Current Sources vs. Voltage Sources

The differences between voltage and current sources come down to what stays constant and what varies:

  • Voltage source: maintains constant voltage, current varies with load. Internal resistance is very low (ideally zero) and sits in series with the output.
  • Current source: maintains constant current, voltage varies with load. Internal resistance is very high (ideally infinite) and sits in parallel with the output.

A voltage source with extremely low internal resistance keeps its voltage stable across a wide range of loads. A current source with extremely high internal resistance does the same for current. They’re conceptual mirrors of each other.

Independent and Dependent Sources

Current sources come in two broad categories. An independent current source outputs a fixed current that doesn’t depend on anything else in the circuit. It’s the kind described above: set it to 5 mA and it delivers 5 mA.

A dependent (or controlled) current source, by contrast, produces a current that’s controlled by a voltage or current somewhere else in the circuit. There are two types relevant here. A voltage-controlled current source adjusts its output current based on a voltage measured elsewhere. A current-controlled current source scales its output current based on another current in the circuit. These aren’t just theoretical constructs. A field-effect transistor naturally behaves like a voltage-controlled current source, and a bipolar junction transistor acts like a current-controlled current source. Nearly every amplifier circuit relies on this behavior.

How Current Sources Are Built

In practice, constant-current circuits are built from transistors. One of the most common building blocks is the current mirror, a pair of matched transistors where one sets a reference current and the other copies it to the output. Current mirrors appear everywhere inside integrated circuits. Operational amplifiers, for instance, use multiple current mirrors internally to bias their transistor stages and maintain stable performance.

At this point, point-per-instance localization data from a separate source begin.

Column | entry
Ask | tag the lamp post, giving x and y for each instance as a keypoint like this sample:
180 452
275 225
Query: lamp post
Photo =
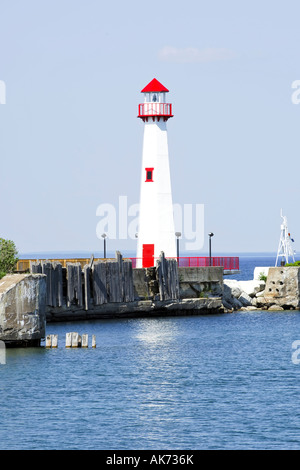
210 235
104 236
178 234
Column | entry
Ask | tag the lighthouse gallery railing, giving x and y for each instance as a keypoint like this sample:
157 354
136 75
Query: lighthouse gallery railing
155 109
229 263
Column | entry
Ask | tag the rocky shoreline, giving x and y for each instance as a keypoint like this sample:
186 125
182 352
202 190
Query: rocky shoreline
280 291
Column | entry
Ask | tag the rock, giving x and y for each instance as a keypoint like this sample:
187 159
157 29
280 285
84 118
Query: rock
260 294
22 309
252 287
234 287
283 287
260 270
236 303
249 309
275 308
245 299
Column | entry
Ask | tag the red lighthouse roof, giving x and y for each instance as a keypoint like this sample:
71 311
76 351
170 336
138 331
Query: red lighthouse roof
154 86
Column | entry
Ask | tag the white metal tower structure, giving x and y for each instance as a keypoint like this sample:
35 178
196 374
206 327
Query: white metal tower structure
285 248
156 231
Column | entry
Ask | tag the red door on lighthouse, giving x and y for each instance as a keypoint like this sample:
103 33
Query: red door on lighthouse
148 255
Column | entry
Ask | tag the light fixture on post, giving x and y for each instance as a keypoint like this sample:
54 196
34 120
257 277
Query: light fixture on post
178 235
104 236
210 235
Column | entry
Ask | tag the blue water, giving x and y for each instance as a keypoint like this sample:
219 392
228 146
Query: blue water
223 381
206 382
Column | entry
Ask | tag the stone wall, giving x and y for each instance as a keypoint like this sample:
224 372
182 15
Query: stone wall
22 309
281 291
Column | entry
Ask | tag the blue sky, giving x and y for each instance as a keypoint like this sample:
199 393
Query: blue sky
70 140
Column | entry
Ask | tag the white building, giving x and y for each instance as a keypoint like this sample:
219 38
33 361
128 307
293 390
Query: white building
156 223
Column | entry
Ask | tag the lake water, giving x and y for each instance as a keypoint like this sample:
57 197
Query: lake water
227 381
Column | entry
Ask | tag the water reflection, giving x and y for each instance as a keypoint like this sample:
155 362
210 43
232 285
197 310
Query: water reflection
156 332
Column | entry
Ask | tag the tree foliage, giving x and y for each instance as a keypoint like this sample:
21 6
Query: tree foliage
8 256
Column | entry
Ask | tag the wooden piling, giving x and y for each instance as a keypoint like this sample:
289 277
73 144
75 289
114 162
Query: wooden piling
75 340
85 341
54 341
167 277
74 284
68 340
48 341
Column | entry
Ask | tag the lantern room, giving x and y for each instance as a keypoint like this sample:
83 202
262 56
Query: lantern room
155 102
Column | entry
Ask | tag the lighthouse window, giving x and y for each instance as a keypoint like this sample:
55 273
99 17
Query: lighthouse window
149 174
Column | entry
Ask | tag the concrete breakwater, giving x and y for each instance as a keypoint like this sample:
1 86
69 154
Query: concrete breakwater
23 309
102 289
280 291
112 289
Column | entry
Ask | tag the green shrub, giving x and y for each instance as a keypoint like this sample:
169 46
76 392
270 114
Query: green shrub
8 256
262 277
297 263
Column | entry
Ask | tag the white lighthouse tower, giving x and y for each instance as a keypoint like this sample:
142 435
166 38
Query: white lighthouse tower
156 222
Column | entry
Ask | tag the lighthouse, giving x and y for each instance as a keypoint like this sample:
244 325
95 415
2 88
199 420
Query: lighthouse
156 231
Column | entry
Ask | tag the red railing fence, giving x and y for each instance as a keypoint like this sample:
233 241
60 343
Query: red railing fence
229 263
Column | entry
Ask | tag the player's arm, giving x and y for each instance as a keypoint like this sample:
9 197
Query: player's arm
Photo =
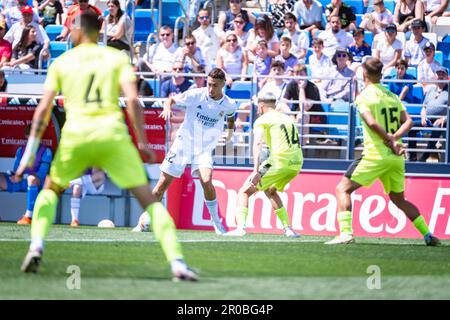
388 139
135 113
40 121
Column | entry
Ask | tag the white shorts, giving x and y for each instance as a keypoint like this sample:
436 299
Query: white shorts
87 186
176 160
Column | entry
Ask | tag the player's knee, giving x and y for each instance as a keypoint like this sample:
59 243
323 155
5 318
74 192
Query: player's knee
77 191
32 180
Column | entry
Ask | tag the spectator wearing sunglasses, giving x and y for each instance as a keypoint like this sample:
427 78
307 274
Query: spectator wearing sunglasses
207 38
190 55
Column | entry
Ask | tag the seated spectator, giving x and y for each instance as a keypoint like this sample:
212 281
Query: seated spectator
378 20
305 91
277 12
404 90
338 88
434 9
299 38
14 34
118 27
14 14
190 55
32 180
359 48
25 54
176 84
76 10
426 70
319 63
414 52
435 104
310 13
161 56
3 82
388 49
51 11
263 31
226 18
334 37
199 78
5 46
232 59
207 39
344 12
275 86
262 63
407 11
288 59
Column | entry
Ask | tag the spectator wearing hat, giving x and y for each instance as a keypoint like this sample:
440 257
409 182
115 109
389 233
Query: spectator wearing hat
334 37
338 87
299 38
406 12
435 104
5 46
14 14
388 49
226 17
404 90
343 11
426 70
377 21
414 47
359 48
73 12
14 34
310 13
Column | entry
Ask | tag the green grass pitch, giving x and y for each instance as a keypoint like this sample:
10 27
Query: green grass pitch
119 264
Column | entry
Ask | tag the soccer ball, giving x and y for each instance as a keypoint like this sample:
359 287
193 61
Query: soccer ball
106 224
143 223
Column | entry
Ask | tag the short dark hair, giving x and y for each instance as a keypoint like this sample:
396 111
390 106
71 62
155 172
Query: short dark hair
90 22
373 67
217 74
290 15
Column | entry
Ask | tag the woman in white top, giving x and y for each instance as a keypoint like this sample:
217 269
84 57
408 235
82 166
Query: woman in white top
118 27
232 58
388 49
263 30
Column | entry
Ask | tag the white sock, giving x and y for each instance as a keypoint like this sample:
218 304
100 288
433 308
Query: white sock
37 244
213 209
75 207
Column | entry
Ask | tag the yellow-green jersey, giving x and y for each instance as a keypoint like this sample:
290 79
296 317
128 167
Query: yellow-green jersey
281 136
386 108
89 77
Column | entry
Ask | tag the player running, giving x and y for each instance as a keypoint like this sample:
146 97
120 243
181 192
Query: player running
95 135
385 120
280 133
197 138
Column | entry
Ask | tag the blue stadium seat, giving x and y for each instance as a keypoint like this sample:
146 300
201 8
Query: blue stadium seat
368 37
356 5
439 56
53 30
418 92
240 90
390 5
412 71
143 24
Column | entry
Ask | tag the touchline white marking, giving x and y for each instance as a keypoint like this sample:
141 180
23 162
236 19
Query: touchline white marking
153 240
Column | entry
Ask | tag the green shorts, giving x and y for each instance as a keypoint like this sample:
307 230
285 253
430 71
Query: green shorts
390 171
276 177
117 156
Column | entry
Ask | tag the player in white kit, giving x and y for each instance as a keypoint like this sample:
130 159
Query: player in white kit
197 137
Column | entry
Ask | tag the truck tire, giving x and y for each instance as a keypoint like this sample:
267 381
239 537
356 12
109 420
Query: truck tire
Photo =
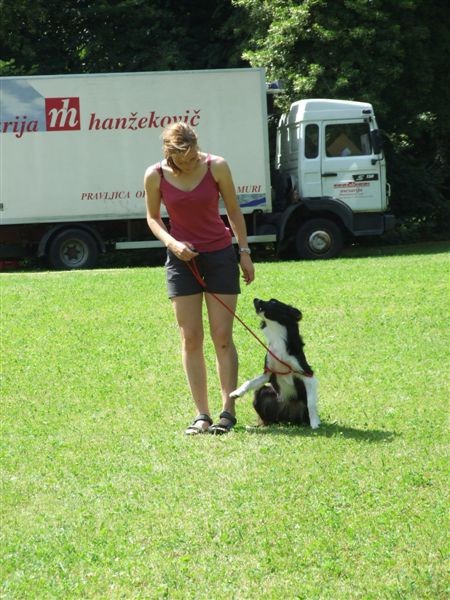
73 249
319 239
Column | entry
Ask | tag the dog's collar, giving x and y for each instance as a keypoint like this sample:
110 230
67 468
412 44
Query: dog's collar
291 370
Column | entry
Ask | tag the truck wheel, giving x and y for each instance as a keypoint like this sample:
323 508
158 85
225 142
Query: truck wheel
73 249
319 238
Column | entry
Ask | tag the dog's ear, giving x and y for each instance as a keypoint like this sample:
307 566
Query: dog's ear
297 314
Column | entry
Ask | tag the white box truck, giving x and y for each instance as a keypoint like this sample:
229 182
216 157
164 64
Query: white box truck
74 149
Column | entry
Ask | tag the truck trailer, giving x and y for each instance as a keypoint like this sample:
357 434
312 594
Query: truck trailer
74 149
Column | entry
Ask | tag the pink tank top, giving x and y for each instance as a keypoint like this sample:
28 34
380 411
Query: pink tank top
194 216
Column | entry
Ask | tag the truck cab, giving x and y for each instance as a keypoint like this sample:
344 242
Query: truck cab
329 155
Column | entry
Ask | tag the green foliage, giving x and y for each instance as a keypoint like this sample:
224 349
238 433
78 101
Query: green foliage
103 497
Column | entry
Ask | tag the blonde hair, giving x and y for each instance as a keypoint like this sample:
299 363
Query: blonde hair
178 138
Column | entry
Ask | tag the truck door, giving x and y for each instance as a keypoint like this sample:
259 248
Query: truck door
349 170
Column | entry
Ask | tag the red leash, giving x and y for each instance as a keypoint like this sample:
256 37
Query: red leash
192 266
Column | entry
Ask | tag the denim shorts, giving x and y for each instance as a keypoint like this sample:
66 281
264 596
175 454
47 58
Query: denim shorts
219 270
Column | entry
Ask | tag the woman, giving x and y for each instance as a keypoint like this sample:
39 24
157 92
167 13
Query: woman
189 183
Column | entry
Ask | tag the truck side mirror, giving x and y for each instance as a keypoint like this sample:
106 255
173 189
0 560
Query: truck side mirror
377 141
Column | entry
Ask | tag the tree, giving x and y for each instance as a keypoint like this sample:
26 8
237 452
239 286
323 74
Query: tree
393 53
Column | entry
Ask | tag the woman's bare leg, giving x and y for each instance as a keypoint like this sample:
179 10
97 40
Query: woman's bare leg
188 312
221 327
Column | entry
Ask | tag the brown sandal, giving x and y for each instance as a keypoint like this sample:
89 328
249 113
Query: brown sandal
221 428
195 429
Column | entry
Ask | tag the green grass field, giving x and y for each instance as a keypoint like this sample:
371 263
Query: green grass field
104 497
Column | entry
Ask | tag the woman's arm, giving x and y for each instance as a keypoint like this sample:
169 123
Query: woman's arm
222 174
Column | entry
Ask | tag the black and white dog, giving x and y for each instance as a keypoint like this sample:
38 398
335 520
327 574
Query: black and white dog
287 390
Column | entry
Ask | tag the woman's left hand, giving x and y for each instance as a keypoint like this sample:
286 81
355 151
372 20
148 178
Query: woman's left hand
247 267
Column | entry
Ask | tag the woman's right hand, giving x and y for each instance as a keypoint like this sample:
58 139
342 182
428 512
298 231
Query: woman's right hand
183 250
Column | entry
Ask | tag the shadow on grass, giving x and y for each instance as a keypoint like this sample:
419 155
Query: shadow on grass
327 430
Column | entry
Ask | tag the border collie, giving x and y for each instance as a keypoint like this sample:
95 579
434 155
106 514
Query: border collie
287 390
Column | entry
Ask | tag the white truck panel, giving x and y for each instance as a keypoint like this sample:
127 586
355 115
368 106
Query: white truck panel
87 162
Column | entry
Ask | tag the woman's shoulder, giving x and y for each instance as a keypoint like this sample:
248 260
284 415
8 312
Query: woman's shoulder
218 163
153 172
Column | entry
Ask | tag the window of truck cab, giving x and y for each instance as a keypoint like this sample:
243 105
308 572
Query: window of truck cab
347 139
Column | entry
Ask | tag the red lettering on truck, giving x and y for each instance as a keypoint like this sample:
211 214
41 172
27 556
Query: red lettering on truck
62 114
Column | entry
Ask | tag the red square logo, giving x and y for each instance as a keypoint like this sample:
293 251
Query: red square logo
62 114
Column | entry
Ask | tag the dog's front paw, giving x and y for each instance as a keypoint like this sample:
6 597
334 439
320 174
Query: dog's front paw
315 422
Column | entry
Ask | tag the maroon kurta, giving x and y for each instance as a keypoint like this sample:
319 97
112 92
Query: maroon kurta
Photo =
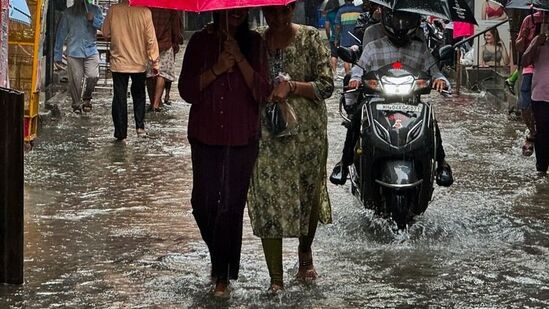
224 113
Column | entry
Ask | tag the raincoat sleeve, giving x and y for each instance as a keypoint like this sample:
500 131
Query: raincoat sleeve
150 40
106 28
62 32
323 83
193 66
97 21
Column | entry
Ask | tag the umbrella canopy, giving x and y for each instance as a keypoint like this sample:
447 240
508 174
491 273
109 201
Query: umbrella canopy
519 4
19 12
206 5
329 5
454 10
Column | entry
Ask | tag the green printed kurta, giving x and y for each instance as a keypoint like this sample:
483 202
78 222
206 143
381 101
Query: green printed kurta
289 177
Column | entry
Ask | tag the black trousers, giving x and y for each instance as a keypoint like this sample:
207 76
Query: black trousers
353 134
221 176
120 102
541 116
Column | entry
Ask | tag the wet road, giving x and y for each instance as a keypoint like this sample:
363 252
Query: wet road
110 225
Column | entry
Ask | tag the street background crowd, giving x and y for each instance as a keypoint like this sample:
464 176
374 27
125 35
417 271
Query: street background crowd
287 194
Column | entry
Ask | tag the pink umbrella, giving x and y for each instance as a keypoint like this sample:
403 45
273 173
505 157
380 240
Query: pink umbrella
206 5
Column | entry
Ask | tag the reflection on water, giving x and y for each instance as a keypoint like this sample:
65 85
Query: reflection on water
110 225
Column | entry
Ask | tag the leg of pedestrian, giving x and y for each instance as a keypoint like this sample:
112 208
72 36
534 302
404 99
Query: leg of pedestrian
167 89
158 91
120 105
138 98
151 83
272 248
541 114
75 72
91 76
206 162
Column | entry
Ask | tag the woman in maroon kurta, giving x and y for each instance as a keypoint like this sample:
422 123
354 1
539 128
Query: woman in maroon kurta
224 77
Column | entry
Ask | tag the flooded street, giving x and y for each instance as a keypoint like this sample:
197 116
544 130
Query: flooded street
109 225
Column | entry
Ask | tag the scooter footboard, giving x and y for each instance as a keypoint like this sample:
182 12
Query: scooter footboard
398 174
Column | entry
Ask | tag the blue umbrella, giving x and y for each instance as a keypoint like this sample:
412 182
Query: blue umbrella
19 12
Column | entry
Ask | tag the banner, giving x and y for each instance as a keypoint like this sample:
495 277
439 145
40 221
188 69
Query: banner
4 11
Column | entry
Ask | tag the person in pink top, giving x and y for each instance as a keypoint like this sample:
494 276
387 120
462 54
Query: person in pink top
537 54
529 28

For higher-power applications, a transistor combined with a feedback resistor can regulate current through a load. The resistor senses how much current is flowing, and the transistor adjusts itself to keep that current on target. This is the basic principle behind most LED driver circuits and battery chargers that need constant-current operation.

Why LEDs Need Current Sources

LEDs are one of the most common real-world applications of current sources, and the reason is straightforward. An LED’s brightness is directly proportional to the current flowing through it, not the voltage across it. On top of that, the relationship between voltage and current in an LED is exponential: a tiny change in voltage causes a large swing in current. If you drive an LED with a voltage source, small variations in supply voltage or temperature can cause dramatic brightness changes or even destroy the LED.

A current source solves this by regulating the current directly. The voltage across the LED settles to whatever forward voltage the LED needs, and the brightness stays consistent. This approach also makes dimming more predictable. Pulsing the current on and off rapidly (a technique called PWM dimming) lets you reduce perceived brightness without shifting the LED’s color, because the LED always sees the same current when it’s on.

Other Common Applications

Beyond LED driving, current sources appear in several areas you might not expect. Battery charging circuits for lithium-ion cells use constant-current mode during the bulk charging phase, because controlling the charge rate precisely prevents overheating and extends battery life. Electroplating systems use current sources to deposit metal coatings at a uniform rate. Sensor circuits often use small current sources to excite resistive sensors like thermistors or strain gauges, since a known constant current makes it easy to calculate the sensor’s resistance from the measured voltage.

Inside analog integrated circuits, current sources are everywhere. They set the operating points of amplifier stages, provide bias currents for differential pairs, and act as high-impedance loads that improve amplifier gain. A single operational amplifier chip might contain dozens of internal current sources, all implemented as transistor current mirrors.